Contra Mozilla

Wednesday, June 15, 2016

Comfort and the Middle Class

I've been reading through Richard Weaver's Ideas Have Consequences (finally!). It is a good read--the man taught rhetoric, so it is well-written, generally--and quite thought-provoking. There are some passages which read as odd, or even "cranky" at times, and not merely because they challenge some of the underlying assumptions upon which our modern society is built.

However, I have found that there is one long-lasting distraction through this book, which is that Weaver had a serious axe to grind against the Middle Class. He can't seen to make it more than a few pages before returning to the common theme, which is that the great ills of society ought all to be laid at the feet of the Middle Class (he does, in fact, use the term "bourgeoisie" on numerous occasions) to to those who have capitulated to it.

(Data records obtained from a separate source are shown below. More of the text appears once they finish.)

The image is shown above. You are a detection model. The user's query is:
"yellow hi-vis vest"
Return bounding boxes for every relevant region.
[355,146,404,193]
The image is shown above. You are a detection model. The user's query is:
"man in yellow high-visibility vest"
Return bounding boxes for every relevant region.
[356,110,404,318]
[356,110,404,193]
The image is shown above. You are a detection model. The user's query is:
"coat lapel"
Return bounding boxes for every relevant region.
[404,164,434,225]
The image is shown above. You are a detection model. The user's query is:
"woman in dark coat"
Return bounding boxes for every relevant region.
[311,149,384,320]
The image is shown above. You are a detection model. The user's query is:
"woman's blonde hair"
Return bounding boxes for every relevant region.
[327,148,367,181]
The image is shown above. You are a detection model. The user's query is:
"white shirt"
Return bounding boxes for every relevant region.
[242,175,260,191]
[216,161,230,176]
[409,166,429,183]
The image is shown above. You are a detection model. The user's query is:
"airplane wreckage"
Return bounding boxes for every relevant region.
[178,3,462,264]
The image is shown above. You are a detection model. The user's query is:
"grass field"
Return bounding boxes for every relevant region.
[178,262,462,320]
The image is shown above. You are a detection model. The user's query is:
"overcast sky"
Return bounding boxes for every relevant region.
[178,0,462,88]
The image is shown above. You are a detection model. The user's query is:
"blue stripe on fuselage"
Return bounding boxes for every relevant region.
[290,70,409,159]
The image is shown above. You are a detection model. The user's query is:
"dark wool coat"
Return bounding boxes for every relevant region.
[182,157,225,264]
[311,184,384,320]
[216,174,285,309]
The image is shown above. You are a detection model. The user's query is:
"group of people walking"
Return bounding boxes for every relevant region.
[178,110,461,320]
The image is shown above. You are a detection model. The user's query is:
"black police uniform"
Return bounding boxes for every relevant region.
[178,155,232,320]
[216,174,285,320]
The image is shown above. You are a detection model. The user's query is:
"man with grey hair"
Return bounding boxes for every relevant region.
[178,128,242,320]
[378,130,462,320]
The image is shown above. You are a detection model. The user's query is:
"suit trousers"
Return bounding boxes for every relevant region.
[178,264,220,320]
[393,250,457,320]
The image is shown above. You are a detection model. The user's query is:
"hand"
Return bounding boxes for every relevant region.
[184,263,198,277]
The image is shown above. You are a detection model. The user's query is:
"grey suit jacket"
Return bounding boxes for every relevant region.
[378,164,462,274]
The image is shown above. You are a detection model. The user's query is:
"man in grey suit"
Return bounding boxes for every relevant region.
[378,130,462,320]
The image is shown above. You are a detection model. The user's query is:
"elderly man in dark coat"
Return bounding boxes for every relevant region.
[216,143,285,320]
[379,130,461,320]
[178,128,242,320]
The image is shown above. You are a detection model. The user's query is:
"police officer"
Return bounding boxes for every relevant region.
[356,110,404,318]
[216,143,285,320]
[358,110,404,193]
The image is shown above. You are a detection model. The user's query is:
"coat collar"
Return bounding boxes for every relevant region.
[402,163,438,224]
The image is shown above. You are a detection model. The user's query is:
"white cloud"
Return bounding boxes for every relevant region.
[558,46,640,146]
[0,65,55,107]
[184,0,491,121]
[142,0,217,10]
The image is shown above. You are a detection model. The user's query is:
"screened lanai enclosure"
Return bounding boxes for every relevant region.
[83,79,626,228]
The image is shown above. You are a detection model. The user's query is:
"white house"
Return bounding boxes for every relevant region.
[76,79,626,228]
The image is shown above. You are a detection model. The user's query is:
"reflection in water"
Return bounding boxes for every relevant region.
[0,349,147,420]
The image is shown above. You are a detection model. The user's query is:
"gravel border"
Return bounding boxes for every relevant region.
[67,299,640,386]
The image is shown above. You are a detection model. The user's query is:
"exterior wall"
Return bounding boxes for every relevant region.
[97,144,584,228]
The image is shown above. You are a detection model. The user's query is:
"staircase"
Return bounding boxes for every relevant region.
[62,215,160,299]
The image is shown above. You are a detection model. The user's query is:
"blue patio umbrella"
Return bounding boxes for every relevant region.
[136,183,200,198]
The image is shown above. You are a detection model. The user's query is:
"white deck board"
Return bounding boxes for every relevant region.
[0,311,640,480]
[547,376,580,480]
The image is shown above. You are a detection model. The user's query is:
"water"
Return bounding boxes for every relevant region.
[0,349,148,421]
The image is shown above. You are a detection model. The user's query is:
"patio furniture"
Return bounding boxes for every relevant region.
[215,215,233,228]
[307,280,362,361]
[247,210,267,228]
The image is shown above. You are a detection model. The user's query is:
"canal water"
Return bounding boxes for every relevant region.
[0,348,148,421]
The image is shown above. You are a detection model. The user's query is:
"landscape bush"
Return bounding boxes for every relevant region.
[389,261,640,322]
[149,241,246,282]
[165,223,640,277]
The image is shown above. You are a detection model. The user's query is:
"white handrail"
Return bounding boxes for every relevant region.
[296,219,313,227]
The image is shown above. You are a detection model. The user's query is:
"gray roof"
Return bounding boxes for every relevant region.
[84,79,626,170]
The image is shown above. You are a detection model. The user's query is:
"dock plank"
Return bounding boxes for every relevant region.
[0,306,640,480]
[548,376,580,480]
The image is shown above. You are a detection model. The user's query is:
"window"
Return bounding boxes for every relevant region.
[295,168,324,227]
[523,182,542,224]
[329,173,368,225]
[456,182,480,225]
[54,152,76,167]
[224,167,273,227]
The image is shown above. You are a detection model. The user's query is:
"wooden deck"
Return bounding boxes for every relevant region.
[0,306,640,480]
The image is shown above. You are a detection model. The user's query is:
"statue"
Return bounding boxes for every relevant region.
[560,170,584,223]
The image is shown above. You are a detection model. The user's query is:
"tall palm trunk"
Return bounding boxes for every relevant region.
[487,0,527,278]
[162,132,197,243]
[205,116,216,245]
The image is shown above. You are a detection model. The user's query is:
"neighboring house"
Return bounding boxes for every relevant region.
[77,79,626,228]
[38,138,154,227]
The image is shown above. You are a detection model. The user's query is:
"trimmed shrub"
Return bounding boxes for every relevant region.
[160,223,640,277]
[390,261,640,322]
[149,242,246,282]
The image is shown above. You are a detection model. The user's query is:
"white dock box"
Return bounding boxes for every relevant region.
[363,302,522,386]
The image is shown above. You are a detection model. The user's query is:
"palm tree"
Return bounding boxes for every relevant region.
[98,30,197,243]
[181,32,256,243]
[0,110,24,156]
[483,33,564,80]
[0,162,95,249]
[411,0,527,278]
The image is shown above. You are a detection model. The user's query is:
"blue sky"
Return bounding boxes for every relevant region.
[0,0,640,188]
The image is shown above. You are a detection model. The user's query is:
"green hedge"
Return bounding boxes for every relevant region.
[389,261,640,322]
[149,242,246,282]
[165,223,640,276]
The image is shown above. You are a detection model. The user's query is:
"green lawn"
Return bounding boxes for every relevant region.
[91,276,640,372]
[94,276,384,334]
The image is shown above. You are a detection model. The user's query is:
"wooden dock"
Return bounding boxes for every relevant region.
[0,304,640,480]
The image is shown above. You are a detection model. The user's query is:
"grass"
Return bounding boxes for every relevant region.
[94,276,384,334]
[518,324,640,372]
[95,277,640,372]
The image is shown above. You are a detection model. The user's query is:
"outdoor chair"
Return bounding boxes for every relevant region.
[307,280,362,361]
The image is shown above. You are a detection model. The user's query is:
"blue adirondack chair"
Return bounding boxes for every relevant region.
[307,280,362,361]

He does this to the extreme of complaining that one great turning point of civilization away from the good was during the late Middle Ages when the educated society turned its attention from Plato to Aristotle:
"The way was prepared for the criteria of comfort and mediocrity when the Middle Ages abandoned the ethic of Plato for that of Aristotle. The latter's doctrine of rational prudence compelled him to declare in the Politics that the state is best ruled by the middle class. For him, the virtuous life was an avoidance of extremes, a middle course between contraries considered harmful.... 
Here the conception of Plato--expressed certainly, too, by Christianity--of pursuing virtue until worldly consequence becomes a matter of indifference, stands in contrast. Aristotle remains a kind of natural historian of the virtues, observing and recording them as he observed techniques of the drama, but not thinking of a spiritual ideal. A life accommodated to this world and shunning the painful experiences which extremes, including those of virtues, entail was what he proposed for his son Nicomachus. 
One could anticipate that this theory would recommend itself to the Renaissance gentleman and later to the bourgeoisie when their turn came. In Thomism, based as it is on Aristotle, even the Catholic church [sic.] turned away from the asceticism and the rigorous morality of the patristic fathers to accept a degree of pragmatic acquiescence in the world."

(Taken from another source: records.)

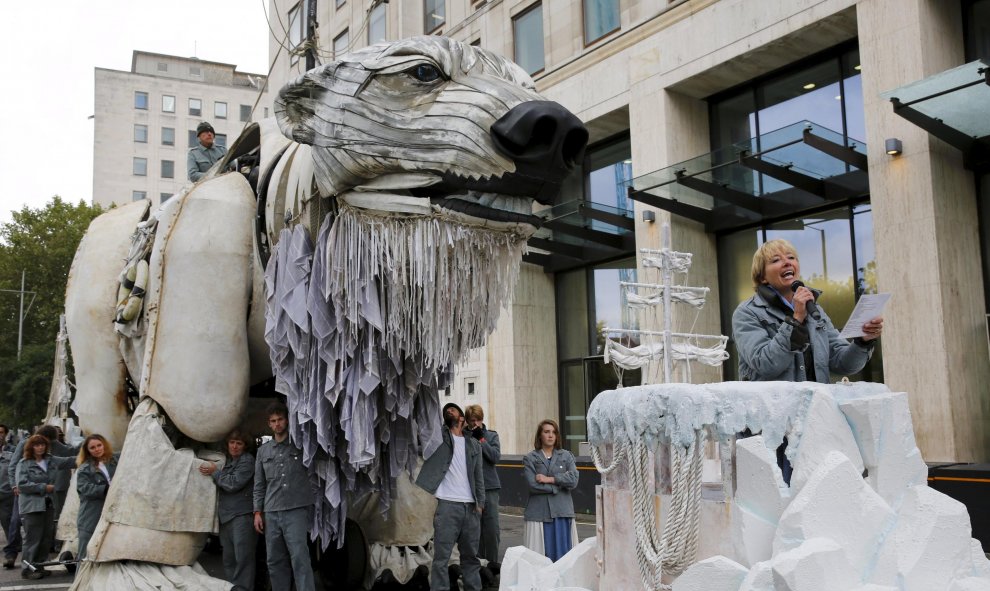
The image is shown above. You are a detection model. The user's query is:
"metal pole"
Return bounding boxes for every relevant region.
[17,270,26,361]
[660,224,674,384]
[306,0,318,72]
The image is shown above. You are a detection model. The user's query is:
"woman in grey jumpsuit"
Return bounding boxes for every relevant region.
[16,435,75,579]
[76,433,117,560]
[199,429,258,591]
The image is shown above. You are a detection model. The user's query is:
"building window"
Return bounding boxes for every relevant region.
[368,4,387,45]
[512,4,544,74]
[423,0,447,33]
[584,0,619,45]
[289,2,303,49]
[333,29,350,59]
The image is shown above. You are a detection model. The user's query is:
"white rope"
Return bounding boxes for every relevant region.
[619,281,709,309]
[629,431,704,591]
[639,248,692,273]
[604,331,729,370]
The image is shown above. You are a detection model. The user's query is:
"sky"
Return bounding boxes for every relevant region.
[0,0,270,223]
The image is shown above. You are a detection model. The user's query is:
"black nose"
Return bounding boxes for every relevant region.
[491,101,588,179]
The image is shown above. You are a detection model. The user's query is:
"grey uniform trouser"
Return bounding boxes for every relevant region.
[265,507,316,591]
[21,505,55,569]
[0,493,14,535]
[430,499,481,591]
[220,513,258,591]
[478,488,501,563]
[3,497,21,558]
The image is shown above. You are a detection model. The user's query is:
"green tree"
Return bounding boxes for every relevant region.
[0,196,103,427]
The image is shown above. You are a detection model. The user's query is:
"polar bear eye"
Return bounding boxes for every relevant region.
[406,64,441,82]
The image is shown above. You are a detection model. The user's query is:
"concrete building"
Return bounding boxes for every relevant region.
[93,51,272,206]
[270,0,990,461]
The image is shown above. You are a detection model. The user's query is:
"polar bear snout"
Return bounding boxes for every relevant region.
[491,101,588,171]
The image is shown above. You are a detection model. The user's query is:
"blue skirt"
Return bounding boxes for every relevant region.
[543,517,572,562]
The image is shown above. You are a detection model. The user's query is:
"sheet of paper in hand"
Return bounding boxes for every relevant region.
[839,293,890,339]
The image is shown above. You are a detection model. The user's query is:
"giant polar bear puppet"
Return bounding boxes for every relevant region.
[66,37,588,589]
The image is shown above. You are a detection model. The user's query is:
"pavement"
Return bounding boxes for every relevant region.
[0,507,595,591]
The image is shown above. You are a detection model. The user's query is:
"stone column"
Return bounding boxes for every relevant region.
[629,71,724,383]
[485,263,560,454]
[857,0,990,462]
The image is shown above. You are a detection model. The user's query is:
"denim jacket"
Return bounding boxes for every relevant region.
[732,290,873,384]
[523,449,578,521]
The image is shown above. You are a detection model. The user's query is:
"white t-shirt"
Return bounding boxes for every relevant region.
[436,433,475,503]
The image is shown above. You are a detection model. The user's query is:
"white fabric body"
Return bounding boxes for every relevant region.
[437,433,474,503]
[140,174,255,441]
[65,200,149,448]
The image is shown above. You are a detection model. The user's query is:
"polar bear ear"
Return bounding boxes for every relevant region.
[275,62,373,145]
[275,74,326,144]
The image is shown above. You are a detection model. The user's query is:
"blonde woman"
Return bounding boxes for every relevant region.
[732,239,883,384]
[76,433,117,560]
[523,419,578,562]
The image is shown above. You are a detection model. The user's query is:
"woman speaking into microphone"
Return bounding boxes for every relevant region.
[732,240,883,384]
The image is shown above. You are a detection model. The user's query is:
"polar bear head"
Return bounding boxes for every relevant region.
[275,36,588,225]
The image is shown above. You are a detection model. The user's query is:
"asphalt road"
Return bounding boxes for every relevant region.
[0,508,595,591]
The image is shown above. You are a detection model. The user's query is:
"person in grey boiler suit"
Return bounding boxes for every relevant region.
[3,425,79,569]
[416,404,485,591]
[254,403,316,591]
[464,404,502,573]
[0,425,14,566]
[199,429,258,591]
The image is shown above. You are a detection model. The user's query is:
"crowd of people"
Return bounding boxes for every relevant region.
[0,403,578,591]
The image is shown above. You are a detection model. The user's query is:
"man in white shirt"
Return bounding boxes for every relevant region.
[416,404,485,591]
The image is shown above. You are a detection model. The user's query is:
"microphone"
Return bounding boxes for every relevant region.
[791,279,822,320]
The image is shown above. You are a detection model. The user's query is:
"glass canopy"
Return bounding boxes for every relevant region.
[880,60,990,172]
[626,121,869,232]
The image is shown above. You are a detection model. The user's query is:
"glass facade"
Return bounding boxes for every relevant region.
[368,4,386,45]
[423,0,447,33]
[584,0,619,44]
[555,136,640,454]
[555,257,640,454]
[512,4,544,74]
[709,46,883,381]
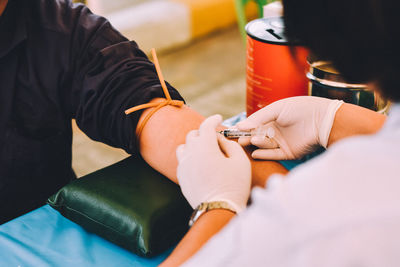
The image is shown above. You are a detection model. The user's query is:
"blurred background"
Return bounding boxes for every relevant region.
[73,0,267,177]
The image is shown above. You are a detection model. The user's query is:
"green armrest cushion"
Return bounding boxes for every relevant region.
[48,157,192,257]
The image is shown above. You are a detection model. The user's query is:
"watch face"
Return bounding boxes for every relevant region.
[189,201,236,227]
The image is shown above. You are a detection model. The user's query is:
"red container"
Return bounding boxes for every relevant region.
[246,17,309,116]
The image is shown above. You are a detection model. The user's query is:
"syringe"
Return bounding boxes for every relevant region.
[219,127,275,139]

Here Weaver seems like the ascetic who believed that asceticism is necessary for all people, all the time--he rails against any modern comforts, and the middle class consumers of them. At times, this feels like a breath of fresh air--we could all use a little asceticism in our lives--but elsewhere he appears to fall into the tap of appearing to argue that modern comforts are bad simply because they are comforts.

At his best, Weaver makes arguments which might be said to compliment--or be complimented by--those in Joseph Pieper's Leisure: The Basis of Culture (to name one work), as comforts and convenience and riches do have certain spiritual drawbacks. Where modern "convenience" enslaves us to the devices which make it possible, and where "comfort" and "relaxation" and "amusement" distract us from contemplation, leisure, or wonder, these former are for the worse. But they do remain secondary goods, and the problem is desiring them inordinately, or desiring them above the latter, "primary" goods. Weaver at times seems to lose sight of this in his eagerness to embrace "sentiment" and "ideal", to say nothing of the spiritual and philosophical.